Pantau - Badan Amil Zakat Nasional bersama Kementerian Kependudukan dan Pembangunan Keluarga berkolaborasi melakukan intervensi pencegahan stunting di wilayah Leuwidamar, Lebak, Banten.
Kolaborasi tersebut diwujudkan melalui kegiatan Saba Budaya Mendukbangga yang berlangsung pada 30 April hingga 1 Mei 2026 dengan fokus pada keluarga berisiko stunting.
Ketua Baznas RI Sodik Mudjahid menyatakan program ini bertujuan menekan angka stunting melalui pendekatan langsung ke masyarakat pedalaman.
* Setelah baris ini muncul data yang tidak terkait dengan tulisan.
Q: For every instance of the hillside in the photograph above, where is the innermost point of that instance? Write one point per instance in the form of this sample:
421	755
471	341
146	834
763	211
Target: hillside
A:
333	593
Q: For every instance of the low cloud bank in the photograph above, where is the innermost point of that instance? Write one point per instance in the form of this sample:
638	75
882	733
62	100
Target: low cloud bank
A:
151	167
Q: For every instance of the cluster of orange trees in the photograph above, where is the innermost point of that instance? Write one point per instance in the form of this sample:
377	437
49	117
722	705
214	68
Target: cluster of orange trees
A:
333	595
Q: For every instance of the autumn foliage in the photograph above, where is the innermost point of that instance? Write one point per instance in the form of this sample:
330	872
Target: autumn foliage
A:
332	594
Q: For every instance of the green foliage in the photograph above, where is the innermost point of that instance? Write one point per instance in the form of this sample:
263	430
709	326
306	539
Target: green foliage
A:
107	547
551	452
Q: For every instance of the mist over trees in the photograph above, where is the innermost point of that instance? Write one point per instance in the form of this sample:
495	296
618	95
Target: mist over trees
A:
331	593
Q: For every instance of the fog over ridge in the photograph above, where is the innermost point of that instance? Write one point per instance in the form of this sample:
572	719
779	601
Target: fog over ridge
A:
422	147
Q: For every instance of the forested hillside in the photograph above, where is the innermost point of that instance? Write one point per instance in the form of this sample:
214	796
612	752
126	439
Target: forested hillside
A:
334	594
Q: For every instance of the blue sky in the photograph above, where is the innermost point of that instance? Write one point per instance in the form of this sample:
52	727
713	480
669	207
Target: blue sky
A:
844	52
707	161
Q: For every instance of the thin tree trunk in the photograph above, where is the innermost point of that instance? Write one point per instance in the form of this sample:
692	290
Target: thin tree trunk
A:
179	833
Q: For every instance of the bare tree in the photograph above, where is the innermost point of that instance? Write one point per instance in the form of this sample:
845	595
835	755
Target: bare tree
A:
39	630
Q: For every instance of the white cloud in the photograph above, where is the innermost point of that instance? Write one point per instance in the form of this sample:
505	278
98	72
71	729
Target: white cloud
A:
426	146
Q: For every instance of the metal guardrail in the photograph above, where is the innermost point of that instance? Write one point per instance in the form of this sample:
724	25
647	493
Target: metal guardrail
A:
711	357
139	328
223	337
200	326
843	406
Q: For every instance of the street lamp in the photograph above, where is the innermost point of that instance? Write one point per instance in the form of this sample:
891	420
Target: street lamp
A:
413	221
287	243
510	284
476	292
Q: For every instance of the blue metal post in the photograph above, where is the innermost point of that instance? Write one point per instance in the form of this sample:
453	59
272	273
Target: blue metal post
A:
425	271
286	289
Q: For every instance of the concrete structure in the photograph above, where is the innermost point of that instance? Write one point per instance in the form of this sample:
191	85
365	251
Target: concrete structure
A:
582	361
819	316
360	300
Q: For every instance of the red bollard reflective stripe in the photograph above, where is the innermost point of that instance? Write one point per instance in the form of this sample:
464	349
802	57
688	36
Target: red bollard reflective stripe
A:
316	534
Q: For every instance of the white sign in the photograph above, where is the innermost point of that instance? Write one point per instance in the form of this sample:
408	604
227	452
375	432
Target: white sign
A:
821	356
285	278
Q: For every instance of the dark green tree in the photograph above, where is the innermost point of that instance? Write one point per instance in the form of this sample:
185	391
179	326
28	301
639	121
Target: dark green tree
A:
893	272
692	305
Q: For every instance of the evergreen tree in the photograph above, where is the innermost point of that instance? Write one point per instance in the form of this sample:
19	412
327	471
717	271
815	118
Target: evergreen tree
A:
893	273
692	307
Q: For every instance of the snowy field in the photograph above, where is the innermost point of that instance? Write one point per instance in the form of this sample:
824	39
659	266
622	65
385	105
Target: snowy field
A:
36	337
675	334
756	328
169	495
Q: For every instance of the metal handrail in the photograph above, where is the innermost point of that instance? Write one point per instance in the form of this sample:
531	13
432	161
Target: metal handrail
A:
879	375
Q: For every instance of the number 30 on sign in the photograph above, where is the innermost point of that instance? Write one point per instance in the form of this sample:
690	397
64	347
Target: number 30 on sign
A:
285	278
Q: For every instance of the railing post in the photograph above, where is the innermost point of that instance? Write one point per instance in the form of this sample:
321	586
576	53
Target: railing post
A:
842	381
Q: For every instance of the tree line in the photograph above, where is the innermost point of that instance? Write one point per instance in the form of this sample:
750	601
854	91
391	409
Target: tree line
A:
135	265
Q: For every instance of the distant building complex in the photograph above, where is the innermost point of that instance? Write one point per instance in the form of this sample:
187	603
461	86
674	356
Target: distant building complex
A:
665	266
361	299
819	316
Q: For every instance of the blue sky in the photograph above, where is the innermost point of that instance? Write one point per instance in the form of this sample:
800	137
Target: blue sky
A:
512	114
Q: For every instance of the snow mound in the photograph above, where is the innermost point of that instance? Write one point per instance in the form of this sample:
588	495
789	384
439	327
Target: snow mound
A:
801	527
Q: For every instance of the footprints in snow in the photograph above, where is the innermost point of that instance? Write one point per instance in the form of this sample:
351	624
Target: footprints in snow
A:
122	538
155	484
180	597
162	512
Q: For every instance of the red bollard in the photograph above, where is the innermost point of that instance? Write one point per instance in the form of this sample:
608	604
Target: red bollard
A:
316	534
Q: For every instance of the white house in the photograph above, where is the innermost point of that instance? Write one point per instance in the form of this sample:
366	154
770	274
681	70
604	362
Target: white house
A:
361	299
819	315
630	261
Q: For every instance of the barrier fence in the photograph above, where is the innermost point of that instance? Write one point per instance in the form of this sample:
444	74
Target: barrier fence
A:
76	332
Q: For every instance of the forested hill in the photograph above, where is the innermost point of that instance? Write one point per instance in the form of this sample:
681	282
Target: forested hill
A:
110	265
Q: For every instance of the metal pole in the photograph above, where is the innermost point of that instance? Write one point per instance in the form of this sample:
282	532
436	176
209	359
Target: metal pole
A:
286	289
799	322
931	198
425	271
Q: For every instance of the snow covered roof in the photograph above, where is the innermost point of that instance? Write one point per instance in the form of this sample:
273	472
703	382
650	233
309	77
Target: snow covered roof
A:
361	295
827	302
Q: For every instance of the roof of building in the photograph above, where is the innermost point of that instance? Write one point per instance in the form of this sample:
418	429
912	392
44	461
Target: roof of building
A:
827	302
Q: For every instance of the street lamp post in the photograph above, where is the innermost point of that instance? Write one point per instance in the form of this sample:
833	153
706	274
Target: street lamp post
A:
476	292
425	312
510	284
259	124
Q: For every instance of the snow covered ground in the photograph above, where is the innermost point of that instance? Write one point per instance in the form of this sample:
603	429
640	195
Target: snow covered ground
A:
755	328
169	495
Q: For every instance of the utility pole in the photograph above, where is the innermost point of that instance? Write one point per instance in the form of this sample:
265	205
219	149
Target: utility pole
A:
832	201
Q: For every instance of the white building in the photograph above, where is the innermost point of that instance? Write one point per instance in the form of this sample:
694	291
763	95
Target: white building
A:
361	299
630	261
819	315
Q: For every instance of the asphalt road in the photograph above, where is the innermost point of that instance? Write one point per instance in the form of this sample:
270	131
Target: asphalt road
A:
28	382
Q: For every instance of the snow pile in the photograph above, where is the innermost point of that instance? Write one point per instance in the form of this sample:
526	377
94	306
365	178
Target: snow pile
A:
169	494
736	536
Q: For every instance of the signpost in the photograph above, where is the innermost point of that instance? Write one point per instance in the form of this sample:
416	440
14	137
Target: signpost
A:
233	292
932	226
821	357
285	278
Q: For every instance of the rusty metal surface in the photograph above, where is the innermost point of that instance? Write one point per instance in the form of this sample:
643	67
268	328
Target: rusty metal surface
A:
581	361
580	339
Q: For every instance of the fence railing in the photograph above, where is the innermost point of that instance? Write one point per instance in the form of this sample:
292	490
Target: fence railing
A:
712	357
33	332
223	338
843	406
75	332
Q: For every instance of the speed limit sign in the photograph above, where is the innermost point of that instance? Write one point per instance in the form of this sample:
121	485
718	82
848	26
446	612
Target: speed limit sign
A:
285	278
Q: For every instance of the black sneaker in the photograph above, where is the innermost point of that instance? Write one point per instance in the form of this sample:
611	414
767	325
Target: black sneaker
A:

"Kolaborasi bersama Kemendukbangga adalah komitmen kuat Baznas mengentaskan stunting di Indonesia. Kami sengaja turun menjangkau pedalaman Lebak agar intervensi gizi dan bantuan tepat sasaran bagi keluarga berisiko tinggi," ungkapnya.
Baznas menyalurkan 30 paket program cegah stunting yang akan diberikan secara berkelanjutan sebanyak 12 kali selama tiga bulan.
"Lewat penyaluran paket Sehat Bertumbuh yang berkesinambungan, kami berharap anak-anak di Leuwidamar tumbuh dengan gizi optimal. Ini ikhtiar nyata mendukung program pemerintah melahirkan generasi yang sehat, kuat, dan cerdas," ujarnya.
Pimpinan Baznas Idy Muzayyad menegaskan program ini merupakan optimalisasi dana zakat, infak, dan sedekah untuk mendukung masa depan generasi bangsa.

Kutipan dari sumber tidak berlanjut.